Good video as usual and good commentary. This is AL P from the Corral, I hope you are doing well.
Hi Al! Good to hear from you! Thanks - hope things are good with you as well.
Outstanding data. Can't wait for the track video. 👍🏼👍🏼
I actually have my nozzle in the supercharger pipe about half way between the supercharger and the throttle body. Closer to the manifold so it does more cooling. As discussed before my combo made 100hp more to the wheels.
Yup, yup, yup, keep it going
Maybe the jitter is from the menthol solenoid pulsing
Alas, there is no meth solenoid. I'm intentionally using the simplest variant of the system - tank, filter, pump, nozzles. I'll add other stuff later as needed (the solenoid is needed, I can tell you...)

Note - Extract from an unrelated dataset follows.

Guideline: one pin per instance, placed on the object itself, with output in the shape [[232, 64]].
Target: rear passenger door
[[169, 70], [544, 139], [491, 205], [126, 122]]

Very interesting video. I've been running water meth for 15yrs or so. 71 240z 2.8L l28et ms v2.2 hx35 billet compressor 1.5ish bar of boost Npr intercooler cooling mist pump 400cc injector. And we've tried a bunch of different locations. At the throttle body.... in the intercooler, after the intercooler, after the turbo , and the best spot was coming out of the intercooler. I think the biggest contributing factor of why that location is best is because of the intake temps (besides the obvious fact of the intercooler). On the street or doing pulls 1/4 mile or less. Temps never went above 30 degrees above ambient. I do a lot of open track days but unfortunately I've never tried different locations with the watermeth on the road course. Also are you injected 50/50 or 100% methanol. there's a lot of videos on that one. I'm running 50/50.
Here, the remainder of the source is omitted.